Hi! I would like to share with you a possible issu...
# troubleshoot
w
Hi! I would like to share with you a possible issue we have found when combining stateful ingestion and transformers. This is how you can reproduce it and the evidences we have found along the way: • Set up an ingestion recipe with stateful ingestion enabled for the source + any transform (eg. add_dataset_ownership transform) • Run the recipe adding some deny pattern (just to force the soft deletion of some dataset). At this point we have checked the logs and the generated events look totally correct with two events for the affected dataset: one from the soft-removal with
Status(removed=True)
and the second event for the
Ownerhip
aspect (nothing about the status in the second upsert). • The dataset is wrongly shown in the UI as a valid dataset (not soft-deleted). We have also checked the backend and the dataset has
Status(removed=False)
. So if the issue is not during the ingestion, it must be the backend the one deciding to enable back the dataset for some reason. Looking for something supporting our assumption we have found this in the source code https://github.com/datahub-project/datahub/blob/8c8f1b987a0c9fc29f4005aa8d132ad2550f3f05/metadata-io/src/main/java/com/linkedin/metadata/entity/EntityService.java#L1097 I could be wrong but it looks like in some cases, the backend decides to set the removal flag to false. It’s like it decides to re-enable back the dataset because there are other aspects being updated. If that’s true and while it could make sense in some cases, it causes our simple use case to misbehave. WDYT? Could be that the root cause of the issue?
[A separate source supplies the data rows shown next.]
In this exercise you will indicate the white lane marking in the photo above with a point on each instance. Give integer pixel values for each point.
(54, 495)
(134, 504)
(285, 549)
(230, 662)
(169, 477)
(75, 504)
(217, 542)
My teammate @stocky-energy-24880 firstly raised up the issue here https://datahubspace.slack.com/archives/CUMUWQU66/p1655463500037069 There was likely some misunderstanding at that moment about what we actually meant.
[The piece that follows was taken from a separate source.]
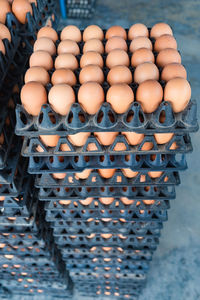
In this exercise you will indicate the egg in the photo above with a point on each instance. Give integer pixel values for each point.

Please, @big-carpet-38439 @dazzling-judge-80093 could you have a look? If our hypothesis is correct, this issue is affecting all users combining stateful ingestion sources and transformers in a recipe.
d
Sure, will take a look
thankyou1 2
w
My team is having this issue as well, hence we wanted to use entitiesv2 endpoint to check for urn existence and status before insertion. But this endpoint will always return a result despite providing a urn that doesnt exist. It will always provide a datasetKey minmally.
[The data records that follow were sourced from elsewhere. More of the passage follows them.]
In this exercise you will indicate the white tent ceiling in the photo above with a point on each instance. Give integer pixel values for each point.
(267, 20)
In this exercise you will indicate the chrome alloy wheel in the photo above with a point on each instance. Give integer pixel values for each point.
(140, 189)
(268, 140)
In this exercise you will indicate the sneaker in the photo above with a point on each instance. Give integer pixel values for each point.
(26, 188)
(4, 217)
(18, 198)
Experienced the same issue as Sergio, that the status removed will flipped back to false, when updating other aspect. In our case ownership update.
w
Hi @dazzling-judge-80093, is there any update on this? The use of transforms sets back the status removed flag to false so in practice disables stateful ingestion feature. I assume use of transforms is very common so this would be impacting many users.
We have new insights on this. We noted that some connectors generate the following logs:
Copy code
/usr/local/lib/python3.8/site-packages/datahub/ingestion/transformer/add_dataset_browse_path.py:33: DeprecationWarning: Call to deprecated class DatasetTransformer. (Legacy transformer that supports transforming MCE-s using transform_one method. Use BaseTransformer directly and implement the transform_aspect method)
 return cls(config, ctx)
 /usr/local/lib/python3.8/site-packages/datahub/ingestion/transformer/add_dataset_ownership.py:174: DeprecationWarning: Call to deprecated class DatasetTransformer. (Legacy transformer that supports transforming MCE-s using transform_one method. Use BaseTransformer directly and implement the transform_aspect method)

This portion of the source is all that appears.